As I’m sure the guys at Terminal V will testify, programming a series of parties with 50+ international artists can be challenging! But once you see the lineups announced and packed dance floors, it’s very rewarding.

Our events at The Cause take place for 18 hours straight, with 1,500 people spanning across 7 rooms, and in 2021 alone we’ve booked the likes of Mathew Jonson, Move D, Steffi & Virginia, DJ Masda, Vera, DMX Krew, Ryan Elliott, Paramida and Claro Intelecto, as well as Scotland’s Harri & Domenic and Theo Kottis.

We believe that our parties are some of the biggest and best around, curating insane lineups but maintaining an underground ethos. We’re grateful to Stuart Glen, the club’s owner, for showing so much faith in us and allowing us such free rein in terms of programming and bookings. It’s allowed us to create something really special.

It’s sad to hear that the venue is under threat, where does that leave your London events going forward?

On one hand, it’s devastating. It’s an amazing place. An ex-mechanics depot with several brilliant rooms, sound systems, and a truly underground feel. We’ve had some unbelievable times at the venue – both on the dance floor and in the booth.

On the other hand, even if the bricks and mortar are destroyed and turned into another soulless block of new-build flats, the soul of The Cause will live on! This location was always going to be temporary and I’m sure the venue’s ownership will find a new site that’s just as exciting… they too have a philosophy of always looking forwards that perfectly fits that of our own.

When can we expect to see a reboot of your Scottish events series, and will it take a similar shape to your sprawling London events?

You can definitely expect to see Alien Communications parties return to Scotland very soon. Without using this phrase lightly, we can’t wait to get back to welcoming some of the “world’s best DJs” to Edinburgh.

However, given that it’s a much smaller city than London, with a much smaller underground dance music scene, we think our format of inviting one very special guest to share the Cabaret Voltaire booth with us at each party is still the way to go. To be honest, we like this style of party just as much, with all eyes on one carefully selected artist – a forward-thinking booking, often making their debut in the capital.

With your first album and massive events firing in London already under your belt what big plans have you got coming up next?

As previously touched on, we’re very excited at the prospect of restarting our parties back in Scotland, as well as getting back into the studio and creating more EPs designed to move dance floors. Aside from parties and releases of our own, we also can’t wait to play at some very cool parties around Europe for other promoters we admire and release some amazing new music from other artists on the label. There are lots of things in the pipeline!

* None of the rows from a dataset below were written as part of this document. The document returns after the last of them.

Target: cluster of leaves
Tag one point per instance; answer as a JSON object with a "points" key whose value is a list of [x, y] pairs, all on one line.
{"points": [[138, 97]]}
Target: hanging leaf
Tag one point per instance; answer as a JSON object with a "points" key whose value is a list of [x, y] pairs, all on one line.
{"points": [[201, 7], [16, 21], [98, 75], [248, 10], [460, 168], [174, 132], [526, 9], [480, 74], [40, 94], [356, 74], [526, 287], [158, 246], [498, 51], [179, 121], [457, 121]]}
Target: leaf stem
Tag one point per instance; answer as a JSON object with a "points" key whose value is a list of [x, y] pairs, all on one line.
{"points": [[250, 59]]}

Tell us about the mix you have produced for us?

Musically, we (DJ.Rise and Bays) discussed creating something that would appeal to Terminal V’s huge base of followers, in Alien Communications style. You’ll find just over two hours of fast-paced techno and electro records which we’ve been feeling over the last few months.

We also wanted to create something real and raw, that accurately represents what it’s like to see us play in a club, and decided the only way to do this would be to record the set in one take, using all vinyl, 2 x Technics 1210s, and a 2-channel mixer. We’re really happy with the selections and aesthetic, and hope you like it too!

Vinyl as a performance format and as a culture is clearly central to AC, are you a purely vinyl-only act?

The debate of digital vs. vinyl DJing has been going on since the dawn of CDJs, and it is a tough one since it is a bit polarising. First and foremost, the most important thing is that people enjoy listening to good music – however this is transmitted.

For us, it comes down to personal preference. We are both vinyl addicts. We love the art form. We love finding those special bombs, many of which aren’t available digitally. We love the effort it takes to create and manufacture records. We both feel the pleasure you get from playing vinyl is in a league of its own compared to mixing other formats.

But as long as people are contributing to the scene and the culture with the right motives, they have our utmost respect.